His voice was a teasing reminder.

“So… am I the challenger?” He looked up, catching Hua Cheng’s eyes already watching him, light and amused.

“If you like.” He shook the dice in the cup, not enough to tip them but enough that they bounced off the sides, sliding against the soft, fabric-lined inside.

“It’s hardly good practice betting if I don’t make a wager.” Xie Lian said, watching the minute flex of Hua Cheng’s hand. “Shouldn’t I try practicing that, too? I have a lot more coin than normal thanks to my generous host.”

“Ah, but I’m afraid your money’s no good here.” Hua Cheng informed him mournfully. “Even after you learn the game, no croupier will take a cent from you.”

“San Lang.” Xie Lian protested. “I’m just like anyone else here.”

“If you ever come here alone, talk with a greeter.” Hua Cheng countered. “They’ll give you enough to play with, and more if you run out.”

“That seems incredibly unfair.”

“Does it? I don’t make the rules, Gege.” Said the ghost who absolutely did make the rules. His mouth was split in challenge, a grin with the hint of sharp teeth.

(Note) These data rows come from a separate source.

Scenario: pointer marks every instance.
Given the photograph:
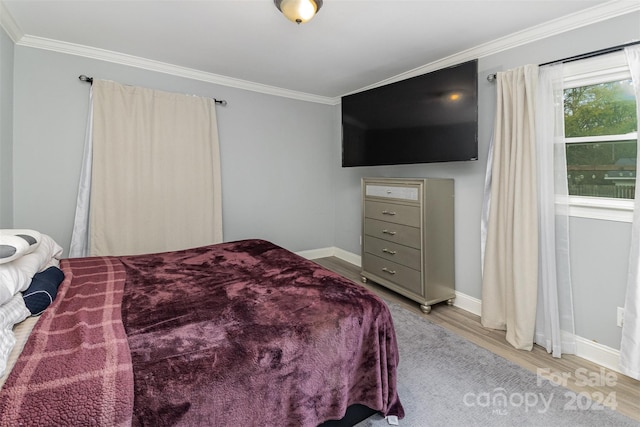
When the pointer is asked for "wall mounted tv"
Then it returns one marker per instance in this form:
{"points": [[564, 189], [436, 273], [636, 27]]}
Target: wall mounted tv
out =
{"points": [[428, 118]]}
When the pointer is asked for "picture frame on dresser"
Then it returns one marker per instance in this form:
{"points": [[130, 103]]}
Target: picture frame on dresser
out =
{"points": [[408, 237]]}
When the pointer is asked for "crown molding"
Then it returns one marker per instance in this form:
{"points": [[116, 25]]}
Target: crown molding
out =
{"points": [[574, 21], [9, 24], [166, 68]]}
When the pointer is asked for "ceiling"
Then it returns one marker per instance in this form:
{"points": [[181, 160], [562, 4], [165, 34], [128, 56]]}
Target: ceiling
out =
{"points": [[348, 46]]}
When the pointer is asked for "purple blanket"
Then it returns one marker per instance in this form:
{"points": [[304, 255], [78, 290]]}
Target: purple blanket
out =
{"points": [[247, 333]]}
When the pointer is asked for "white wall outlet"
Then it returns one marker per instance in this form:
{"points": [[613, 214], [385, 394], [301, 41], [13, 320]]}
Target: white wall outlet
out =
{"points": [[620, 316]]}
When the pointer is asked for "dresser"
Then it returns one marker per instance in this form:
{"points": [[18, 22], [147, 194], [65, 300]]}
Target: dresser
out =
{"points": [[408, 237]]}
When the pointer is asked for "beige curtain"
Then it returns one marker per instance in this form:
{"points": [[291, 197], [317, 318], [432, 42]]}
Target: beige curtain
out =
{"points": [[155, 182], [510, 271]]}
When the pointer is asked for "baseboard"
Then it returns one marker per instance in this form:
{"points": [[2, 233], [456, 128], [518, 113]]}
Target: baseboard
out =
{"points": [[598, 353], [318, 253], [587, 349]]}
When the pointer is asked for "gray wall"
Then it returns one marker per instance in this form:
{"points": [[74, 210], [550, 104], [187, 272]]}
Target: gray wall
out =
{"points": [[276, 151], [599, 271], [282, 178], [6, 130]]}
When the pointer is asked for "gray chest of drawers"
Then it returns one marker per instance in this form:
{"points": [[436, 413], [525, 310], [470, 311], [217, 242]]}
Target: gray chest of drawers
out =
{"points": [[408, 237]]}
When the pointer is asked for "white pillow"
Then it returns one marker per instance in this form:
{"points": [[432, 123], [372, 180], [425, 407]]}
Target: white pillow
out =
{"points": [[15, 243], [14, 311], [15, 276]]}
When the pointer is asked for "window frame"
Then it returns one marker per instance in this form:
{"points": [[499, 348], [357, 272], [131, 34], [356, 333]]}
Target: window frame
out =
{"points": [[585, 72]]}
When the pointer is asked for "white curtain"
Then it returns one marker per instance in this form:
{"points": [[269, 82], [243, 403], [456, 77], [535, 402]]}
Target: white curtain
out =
{"points": [[155, 171], [630, 344], [80, 235], [510, 271], [554, 319]]}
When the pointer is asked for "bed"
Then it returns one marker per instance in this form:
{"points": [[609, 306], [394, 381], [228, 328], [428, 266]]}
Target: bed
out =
{"points": [[240, 333]]}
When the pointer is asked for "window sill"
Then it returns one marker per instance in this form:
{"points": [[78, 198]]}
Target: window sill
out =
{"points": [[620, 210]]}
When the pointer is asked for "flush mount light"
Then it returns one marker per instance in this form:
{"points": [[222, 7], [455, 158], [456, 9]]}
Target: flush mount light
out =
{"points": [[298, 11]]}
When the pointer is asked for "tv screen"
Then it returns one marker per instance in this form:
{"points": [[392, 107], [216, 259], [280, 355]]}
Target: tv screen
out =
{"points": [[428, 118]]}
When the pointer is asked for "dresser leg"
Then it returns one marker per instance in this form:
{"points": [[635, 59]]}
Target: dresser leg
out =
{"points": [[426, 309]]}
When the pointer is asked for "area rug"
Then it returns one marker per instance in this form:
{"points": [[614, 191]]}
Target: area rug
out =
{"points": [[446, 380]]}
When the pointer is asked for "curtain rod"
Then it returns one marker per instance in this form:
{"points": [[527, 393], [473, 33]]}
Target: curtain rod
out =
{"points": [[89, 80], [492, 77]]}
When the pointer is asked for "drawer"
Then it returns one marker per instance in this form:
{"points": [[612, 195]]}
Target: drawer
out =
{"points": [[404, 255], [392, 212], [401, 275], [398, 233], [410, 193]]}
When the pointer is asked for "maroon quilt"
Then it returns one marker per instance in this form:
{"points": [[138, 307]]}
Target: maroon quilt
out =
{"points": [[243, 333]]}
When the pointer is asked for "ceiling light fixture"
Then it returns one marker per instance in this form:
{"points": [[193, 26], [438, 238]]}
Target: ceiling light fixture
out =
{"points": [[298, 11]]}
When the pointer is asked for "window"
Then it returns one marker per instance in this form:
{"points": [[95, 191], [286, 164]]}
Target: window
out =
{"points": [[601, 133]]}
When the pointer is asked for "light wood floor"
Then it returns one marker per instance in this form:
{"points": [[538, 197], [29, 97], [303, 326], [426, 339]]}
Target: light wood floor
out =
{"points": [[602, 385]]}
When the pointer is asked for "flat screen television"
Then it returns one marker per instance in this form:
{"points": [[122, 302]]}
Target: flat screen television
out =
{"points": [[428, 118]]}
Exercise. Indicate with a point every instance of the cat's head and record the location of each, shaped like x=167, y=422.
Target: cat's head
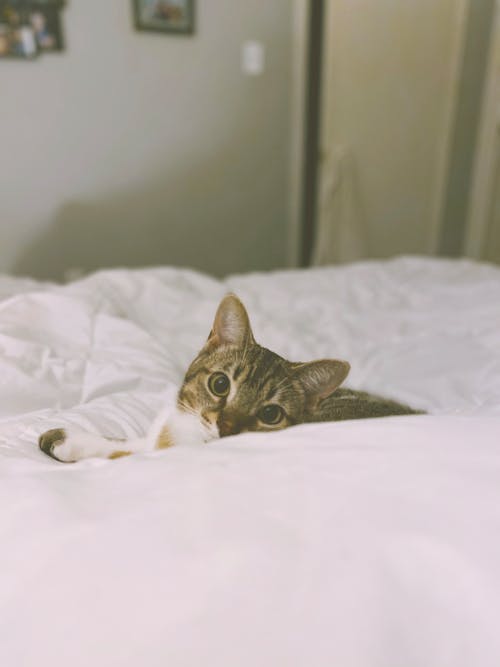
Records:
x=235, y=385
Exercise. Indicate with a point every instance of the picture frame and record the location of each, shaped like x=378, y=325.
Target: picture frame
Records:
x=175, y=17
x=29, y=28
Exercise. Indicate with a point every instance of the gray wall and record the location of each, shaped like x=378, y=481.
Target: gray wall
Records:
x=138, y=149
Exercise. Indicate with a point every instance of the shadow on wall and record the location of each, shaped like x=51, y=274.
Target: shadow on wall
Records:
x=210, y=217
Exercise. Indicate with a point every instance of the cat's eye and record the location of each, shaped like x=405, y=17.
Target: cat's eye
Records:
x=271, y=414
x=219, y=384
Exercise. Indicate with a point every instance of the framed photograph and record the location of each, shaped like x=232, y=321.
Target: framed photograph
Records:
x=17, y=37
x=170, y=16
x=45, y=20
x=30, y=27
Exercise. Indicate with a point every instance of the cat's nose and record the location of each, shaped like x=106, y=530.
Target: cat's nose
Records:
x=227, y=427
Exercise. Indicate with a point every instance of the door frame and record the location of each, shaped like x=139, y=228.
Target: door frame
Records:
x=487, y=152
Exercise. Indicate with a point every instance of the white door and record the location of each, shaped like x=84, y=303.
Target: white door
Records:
x=483, y=222
x=390, y=88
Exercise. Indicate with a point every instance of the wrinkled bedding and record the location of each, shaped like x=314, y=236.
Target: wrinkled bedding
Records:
x=369, y=543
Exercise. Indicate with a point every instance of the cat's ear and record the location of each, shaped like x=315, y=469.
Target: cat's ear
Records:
x=321, y=378
x=231, y=324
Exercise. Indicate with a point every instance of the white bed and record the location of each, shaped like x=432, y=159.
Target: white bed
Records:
x=358, y=544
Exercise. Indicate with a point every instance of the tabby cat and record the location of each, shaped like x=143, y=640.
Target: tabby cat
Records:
x=235, y=385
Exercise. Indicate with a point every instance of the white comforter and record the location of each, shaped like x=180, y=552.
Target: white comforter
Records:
x=359, y=544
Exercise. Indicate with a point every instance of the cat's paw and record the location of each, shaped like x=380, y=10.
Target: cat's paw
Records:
x=64, y=446
x=52, y=440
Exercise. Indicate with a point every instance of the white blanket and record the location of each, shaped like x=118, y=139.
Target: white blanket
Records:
x=359, y=544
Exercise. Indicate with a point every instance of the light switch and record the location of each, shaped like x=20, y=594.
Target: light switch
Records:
x=253, y=58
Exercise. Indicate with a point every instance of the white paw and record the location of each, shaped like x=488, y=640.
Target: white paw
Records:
x=69, y=446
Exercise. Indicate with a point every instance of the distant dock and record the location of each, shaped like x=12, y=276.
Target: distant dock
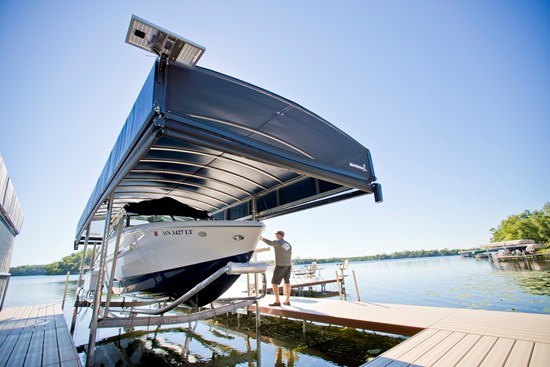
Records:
x=439, y=336
x=36, y=335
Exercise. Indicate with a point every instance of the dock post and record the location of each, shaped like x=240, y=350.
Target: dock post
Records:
x=356, y=288
x=83, y=261
x=99, y=288
x=113, y=268
x=339, y=286
x=343, y=284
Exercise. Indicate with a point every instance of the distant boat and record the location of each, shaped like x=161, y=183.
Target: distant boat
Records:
x=484, y=251
x=167, y=248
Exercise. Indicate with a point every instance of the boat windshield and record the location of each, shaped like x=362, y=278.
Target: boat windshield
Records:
x=135, y=220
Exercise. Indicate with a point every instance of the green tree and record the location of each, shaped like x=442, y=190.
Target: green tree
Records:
x=527, y=225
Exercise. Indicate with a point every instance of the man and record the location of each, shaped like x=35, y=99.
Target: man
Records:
x=283, y=253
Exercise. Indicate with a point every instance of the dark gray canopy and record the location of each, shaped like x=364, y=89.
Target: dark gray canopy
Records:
x=229, y=148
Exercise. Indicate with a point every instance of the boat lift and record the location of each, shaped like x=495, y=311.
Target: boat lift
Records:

“Hm,” Xie Lian said, ignoring him for now. “If not money, then… you say you can eat human food for the taste?”

“Gege saw earlier.” Hua Cheng reminded him, and Xie Lian nodded, hardly able to believe his own daring. He fidgeted with the hem of his robe.

“Well then… I’m never… You see, I’ve only ever heard bad things about the taste, I’ll warn you now, but…”

“But?” Hua Cheng prompted. Xie Lian swallowed hard.

He forced a laugh.

“I’ve always loved cooking for people, and rarely had the chance to do so.” He said shyly. “Maybe I could bet a home-cooked meal for San Lang?”

As soon as he managed the words, he realized what he’d said, and clamped his mouth shut.

“Ah, never mind, ignore me, ignore me!” he waved his hands in the air. “You don’t even need food, why would you…”

“Deal.” Hua Cheng said, without preamble. “And I’ll bet the same, of course.”

“You already feed me, though!” Xie Lian’s mouth dropped open. “You’ve done nothing but feed me, actually, this whole time.” Every moment he’d spent in Paradise Manor, a veritable feast had been presented before him.

“And Gege has fed this one, just as well.” Hua Cheng countered, voice a low, dark murmur. His eyebrow raised pointedly.

Xie Lian felt his face heat up even more. He raised a finger to scratch at his cheek.

“Besides, those meals were prepared by the manor’s servants.” Hua Cheng said, moving things along. “This bet is for a meal cooked with my own hands. Pray Gege tell me his favorite foods, hmm?”

“You might not even win, San Lang.” Xie Lian chastened, jerking his gaze away from the other’s hands– but not quite daring to look at his face again. His eyes settled on the curve of Hua Cheng’s throat, the jut of it as he swallowed. “Shouldn’t I also be asking about your favorites?”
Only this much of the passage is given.